Bem, temos o papa. Daqui a pouco, a sacada principal da basílica de São Pedro se abrirá, o cardeal Pericle Felici, a menos que tenha sido o eleito, pronunciará as palavras da tradição. Como bom latinista, exagerará nos acusativos, ‘gaudiummmm’, ‘magnummmm’, ‘papammmmm’ (‘Núncio vobis gaudium magnum’).

Continuei diante dos teletipos, que agora estavam parados. Passaram-se dez, 15 minutos. Eu me lembrava de dois meses antes, quando fiquei à espera da mesma revelação. Paulo 6º morrera em Castelgandolfo. Sua sucessão fora também uma surpresa. Albino Luciani, patriarca de Veneza, não estava entre os cotados, mas o retrato falado do novo papa levaria, primeiro, a um italiano, segundo, a um italiano não ligado à Cúria Romana e, terceiro, a um homem cuja santidade se imporia aos cardeais divididos em conciliares, progressistas, curialistas e até terceiro-mundistas.

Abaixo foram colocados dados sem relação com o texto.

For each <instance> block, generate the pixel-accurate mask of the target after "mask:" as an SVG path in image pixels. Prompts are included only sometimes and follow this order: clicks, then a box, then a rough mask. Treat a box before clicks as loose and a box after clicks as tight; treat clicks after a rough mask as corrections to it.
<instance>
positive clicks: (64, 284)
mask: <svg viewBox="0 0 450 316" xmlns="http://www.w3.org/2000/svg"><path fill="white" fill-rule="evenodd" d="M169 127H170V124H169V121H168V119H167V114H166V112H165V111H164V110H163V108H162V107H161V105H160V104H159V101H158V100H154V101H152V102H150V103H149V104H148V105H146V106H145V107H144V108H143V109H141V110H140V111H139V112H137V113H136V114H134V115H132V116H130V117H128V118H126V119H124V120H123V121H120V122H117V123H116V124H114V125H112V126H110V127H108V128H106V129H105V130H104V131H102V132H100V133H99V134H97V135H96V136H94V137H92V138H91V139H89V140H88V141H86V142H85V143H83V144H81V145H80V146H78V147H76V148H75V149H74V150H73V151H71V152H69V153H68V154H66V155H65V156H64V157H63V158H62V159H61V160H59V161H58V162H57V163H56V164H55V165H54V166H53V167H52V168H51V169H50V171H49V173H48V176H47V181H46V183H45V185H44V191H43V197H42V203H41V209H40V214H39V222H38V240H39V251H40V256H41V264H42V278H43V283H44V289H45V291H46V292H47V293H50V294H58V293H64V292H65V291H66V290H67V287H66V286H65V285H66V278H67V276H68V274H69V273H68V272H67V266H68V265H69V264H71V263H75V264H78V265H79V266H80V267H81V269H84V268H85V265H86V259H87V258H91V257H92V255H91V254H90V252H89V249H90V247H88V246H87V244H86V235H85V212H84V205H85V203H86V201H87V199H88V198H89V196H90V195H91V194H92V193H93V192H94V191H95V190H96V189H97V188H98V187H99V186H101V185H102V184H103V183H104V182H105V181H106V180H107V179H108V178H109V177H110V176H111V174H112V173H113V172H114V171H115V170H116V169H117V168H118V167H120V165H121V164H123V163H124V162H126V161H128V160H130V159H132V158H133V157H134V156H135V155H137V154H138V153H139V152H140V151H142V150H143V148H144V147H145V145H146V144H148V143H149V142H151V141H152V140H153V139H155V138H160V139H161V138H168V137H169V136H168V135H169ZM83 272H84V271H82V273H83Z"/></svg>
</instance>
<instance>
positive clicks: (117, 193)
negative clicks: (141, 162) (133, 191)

Colocadas essas coordenadas numa lista, sobrariam três ou quatro nomes – e Albino Luciani era o mais notável deles. No conclave daquele mesmo ano, anotara o nome dele entre os ‘papáveis’ com chances depois dos três primeiros escrutínios, quando as forças de cada grupo seriam contadas, pesadas, divididas e, finalmente, somadas.

No quarto escrutínio daquele dia, a fumaça saíra branca -estranhamente branca-, logo ficara preta, depois clareara novamente: nunca se deve descrer de uma velha chaminé. Lembrava o rosto redondo de Pericle Felici, rindo à toa para anunciar o nome de Albino Luciani. E foi um impacto: apareceu na sacada de São Pedro uma espécie de tio que todos temos em algum lugar, um homem que sorria porque, para ele, a vida em si é uma dádiva.

O novo papa havia sido um achado dos cardeais que sentiram a barra pesada demais para entregar o governo da igreja a um dos grupos e, na dúvida, optaram pelo bom senso, pelo óbvio. Eu havia conhecido Albino Luciani quatro anos antes, em Veneza. Fazia frio, entrara na basílica de São Marcos para fugir da chuva e, lá dentro, encontrara um padre que conversava com alguns fiéis, concentrados nas primeiras filas. Era conversa mesmo, e não um sermão, pois logo aquele padre perguntou de onde eu era e o que fazia. Tinha o jeito de parente mais velho, curioso de saber como vai a família. Logo identifiquei naquele padre o patriarca de Veneza e aproveitei a ocasião para exercer a minha profissão. Entre as perguntas que lhe fiz, a mais impiedosa foi sobre Roma, o que ele achava de Roma, ou seja, da Cúria, da remota possibilidade de um dia chegar a papa.

O cardeal Luciani respondeu com o sorriso que mais tarde iluminaria o mundo: ‘Meu filho, eu sou um padre que gosta de batizar crianças’. Por mais que pareça anedótico, ali estava todo um programa de pontificado, um pontificado que começaria naquele sábado, 26 de agosto. Roma tem seus segredos. Pode ser que alguns dignitários romanos tenham desaprendido como se batiza uma criança, mas aprenderam, por gosto ou necessidade, todos os trancos de uma administração que, além das responsabilidades inerentes a qualquer administração humana, tem o encargo de conduzir o patrimônio espiritual, a herança sobrenatural de milhões de seres humanos.

Esses trancos, que amarguraram até quase ao desânimo os últimos anos de Paulo 6º, seriam pesados para aquele bom homem de origem aldeã, que gostava de citar Pinochio e Tom Sawyer, um homem que não era exatamente deste mundo, pertencendo talvez ao universo mágico e encantado dos mitos afetivos que cultuamos desde a infância. O sorriso de João Paulo 1º durou o espaço de 33 dias -muito para um recado, pouquíssimo para um pontificado.’